Comme la brochure du Major Prideaux est destinée principalement aux érudits, les notes annexées à sa traduction ne traitent que du texte original et des variantes : l’éditeur du présent volume se permet d’offrir des notes explicatives sur quelques-uns des versets cités ci-dessus, qui pourraient ne pas être, autrement, très intelligibles ou intéressants pour certains lecteurs.
v. 11. « Hûd, l’homme qui craignait Dieu. » Le prophète qui, selon l’histoire reçue des musulmans, fut envoyé pour avertir la tribu de 'Ad du châtiment qui les attendait s’ils n’abandonnaient pas leur idolâtrie et ne revenaient pas au culte du vrai Dieu.

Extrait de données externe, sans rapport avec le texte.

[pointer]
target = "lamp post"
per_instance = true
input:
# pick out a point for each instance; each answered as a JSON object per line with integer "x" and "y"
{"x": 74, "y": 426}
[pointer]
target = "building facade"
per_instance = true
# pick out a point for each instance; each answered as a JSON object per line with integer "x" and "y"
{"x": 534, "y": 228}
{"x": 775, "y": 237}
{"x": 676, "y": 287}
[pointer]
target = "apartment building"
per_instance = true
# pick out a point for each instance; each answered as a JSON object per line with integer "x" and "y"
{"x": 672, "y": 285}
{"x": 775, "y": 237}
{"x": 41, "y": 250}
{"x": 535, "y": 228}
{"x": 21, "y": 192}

Le peuple de 'Ad rejeta le message du prophète et fut complètement détruit à cause de son incrédulité. (Kur’ān, sur. vii.) Selon certains auteurs, quelques 'Adites, étant à la Mecque en train de prier pour la pluie, échappèrent au sort de leurs frères ; et ces survivants donnèrent naissance à une tribu appelée « le dernier 'Ad » - mentionnée au v. 20. Les Arabes emploient l’expression « aussi vieux que le roi 'Ad » pour signifier la grande antiquité de quelque chose.
« Kahtân, de la semence du prophète et de la sainteté. » Joktan, fils d’Eher, que les Arabes appellent Kahtân, eut treize fils, dont l’un, Sheba, ou Saba, fut l’ancêtre des Sabéens, ou Himyarites.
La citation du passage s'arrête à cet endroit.